IMPLEMENTATION ISSUE

IMPLEMENTATION ISSUE:
Software engineering includes all of the activities involved in software development from the initial requirements of the system through to maintenance and management of the deployed system. A critical stage of this process is, of course, system implementation, where you create an executable version of the software. Implementation may involve developing programs in high- or low-level programming languages or tailoring and adapting generic, off-the-shelf systems to meet the specific requirements of an organization.
Some aspects of implementation that are particularly important to software engineering that are often not covered in programming texts. These are:

1. Reuse: Most modern software is constructed by reusing existing components or systems. When you are developing software, you should make as much use as possible of existing code.
Software reuse is possible at a number of different levels:
    (a) The abstraction level: At this level, you don’t reuse software directly but rather use knowledge of successful abstractions in the design of your software. Design patterns and architectural patterns are ways of representing abstract knowledge for reuse.
    (b) The object level: At this level, you directly reuse objects from a library rather than writing the code yourself. To implement this type of reuse, you have to find appropriate libraries and discover if the objects and methods offer the functionality that you need. For example, if you need to process mail messages in a Java program, you may use objects and methods from a Java-Mail library.
    (c) The component level: Components are collections of objects and object classes that operate together to provide related functions and services. You often have to adapt and extend the component by adding some code of your own. An example of component-level reuse is where you build your user interface using a framework. This is a set of general object classes that implement event handling, display management, etc. You add connections to the data to be displayed and write code to define specific display details such as screen layout and colors.
    (d) The system level: At this level, you reuse entire application systems. This usually involves some kind of configuration of these systems. This may be done by adding and modifying code (if you are reusing a software product line) or by using the system’s own configuration interface. Most commercial systems are now built in this way where generic COTS (commercial off-the-shelf) systems are adapted and reused. Sometimes this approach may involve reusing several different systems and integrating these to create a new system.

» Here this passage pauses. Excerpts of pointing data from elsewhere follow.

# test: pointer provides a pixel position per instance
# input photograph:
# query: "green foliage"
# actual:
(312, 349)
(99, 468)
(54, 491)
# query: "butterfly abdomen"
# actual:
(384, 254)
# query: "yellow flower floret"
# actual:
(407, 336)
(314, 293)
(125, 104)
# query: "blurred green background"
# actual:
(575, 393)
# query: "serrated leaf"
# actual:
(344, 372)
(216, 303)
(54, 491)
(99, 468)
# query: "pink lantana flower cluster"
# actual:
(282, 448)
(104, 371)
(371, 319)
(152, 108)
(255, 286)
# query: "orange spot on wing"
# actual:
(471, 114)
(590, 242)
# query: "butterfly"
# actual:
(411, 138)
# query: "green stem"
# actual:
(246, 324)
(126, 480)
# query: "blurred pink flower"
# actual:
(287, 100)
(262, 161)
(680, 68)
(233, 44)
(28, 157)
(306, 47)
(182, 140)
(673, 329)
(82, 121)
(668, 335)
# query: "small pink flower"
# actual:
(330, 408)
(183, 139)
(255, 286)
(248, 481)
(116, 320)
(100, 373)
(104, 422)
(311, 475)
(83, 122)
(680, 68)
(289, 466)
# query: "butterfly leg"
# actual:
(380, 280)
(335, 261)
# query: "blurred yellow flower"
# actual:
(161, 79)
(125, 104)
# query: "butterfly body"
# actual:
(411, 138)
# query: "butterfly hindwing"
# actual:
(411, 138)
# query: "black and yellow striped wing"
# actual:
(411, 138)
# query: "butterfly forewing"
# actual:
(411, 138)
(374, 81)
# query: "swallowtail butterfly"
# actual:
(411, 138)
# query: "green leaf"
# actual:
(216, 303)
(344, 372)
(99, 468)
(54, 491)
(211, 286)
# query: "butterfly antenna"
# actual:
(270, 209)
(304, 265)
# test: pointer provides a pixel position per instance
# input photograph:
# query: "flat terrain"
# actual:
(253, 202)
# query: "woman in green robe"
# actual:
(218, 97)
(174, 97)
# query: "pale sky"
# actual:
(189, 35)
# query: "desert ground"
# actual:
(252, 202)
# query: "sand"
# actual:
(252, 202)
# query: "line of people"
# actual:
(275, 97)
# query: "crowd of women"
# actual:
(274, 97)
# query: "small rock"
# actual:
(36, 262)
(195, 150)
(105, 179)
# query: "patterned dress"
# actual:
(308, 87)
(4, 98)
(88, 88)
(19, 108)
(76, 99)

2. Configuration management: During the development process, many different versions of each software component are created. If you don’t keep track of these versions in a configuration management system, you are liable to include the wrong versions of these components in your system.
Three fundamental configuration management activities:
    (a) Version management, where support is provided to keep track of the different versions of software components. Version management systems include facilities to coordinate development by several programmers. They stop one developer overwriting code that has been submitted to the system by someone else.
    (b) System integration, where support is provided to help developers define what versions of components are used to create each version of a system. This description is then used to build a system automatically by compiling and linking the required components.
    (c) Problem tracking, where support is provided to allow users to report bugs and other problems, and to allow all developers to see who is working on these problems and when they are fixed.

3. Host-target development: Production software does not usually execute on the same computer as the software development environment. Rather, you develop it on one computer (the host system) and execute it on a separate computer (the target system). The host and target systems are sometimes of the same type but, often they are completely different.
In this case Issues that you have to consider in making this decision are:
    (a) The hardware and software requirements of a component: If a component is designed for specific hardware architecture, or relies on some other software system, it must obviously be deployed on a platform that provides the required hardware and software support.
    (b) The availability requirements of the system: High-availability systems may require components to be deployed on more than one platform. This means that, in the event of platform failure, an alternative implementation of the component is available.
    (c) Component communications: If there is a high level of communications traffic between components, it usually makes sense to deploy them on the same platform or on platforms that are physically close to one other. This reduces communications latency; the delay between the times a message is sent by one component and received by another.